POSH inhibitor-based cancer therapy
Cell-specific non-toxic reagent for the treatment of hematological and other cancers. Data using micelles composed of peptide amphiphiles targeted using aptamers demonstrate efficacy against a wide range of human and canine cancers, as well as low toxicity in vivo, and 2-3x longer median survival. Patents issued and pending.

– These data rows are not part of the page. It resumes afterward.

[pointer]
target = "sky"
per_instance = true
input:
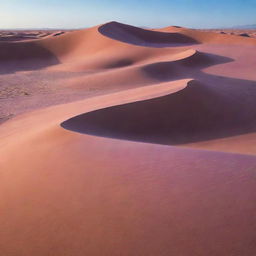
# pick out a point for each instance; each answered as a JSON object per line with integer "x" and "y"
{"x": 147, "y": 13}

University of Missouri researchers have developed a group of novel peptides that target a common set of biological pathways important in T cell function, activation of innate inflammation, ischemic reperfusion injury, HIV release and oncogenesis. The targeted pathways converge on (or are regulated by) POSH, a specific scaffold molecule, that functions to assemble components of signaling pathways that regulate basic cell biological processes of division, survival, death, development and differentiation. The deregulation of these pathways is implicated in cancer, autoimmunity, inflammation, as well as the function and development of T cells and neurons. Therefore, the application of these compounds in a therapeutic is likely to impact numerous therapeutic areas.
The novel group of peptides can be delivered to cellular sub-populations by synthesizing micelle nanostructures with aptamers as targeting moieties. These delivery modality allows the novel group of compounds overcome the problem of susceptibility to enzymatic degradation and limited internalization capacity. The research has shown promising in vitro results, and due to the low toxicity of the novel peptides, the researchers are enthusiastic about the upcoming animal trials, which will position the technology for clinical trials.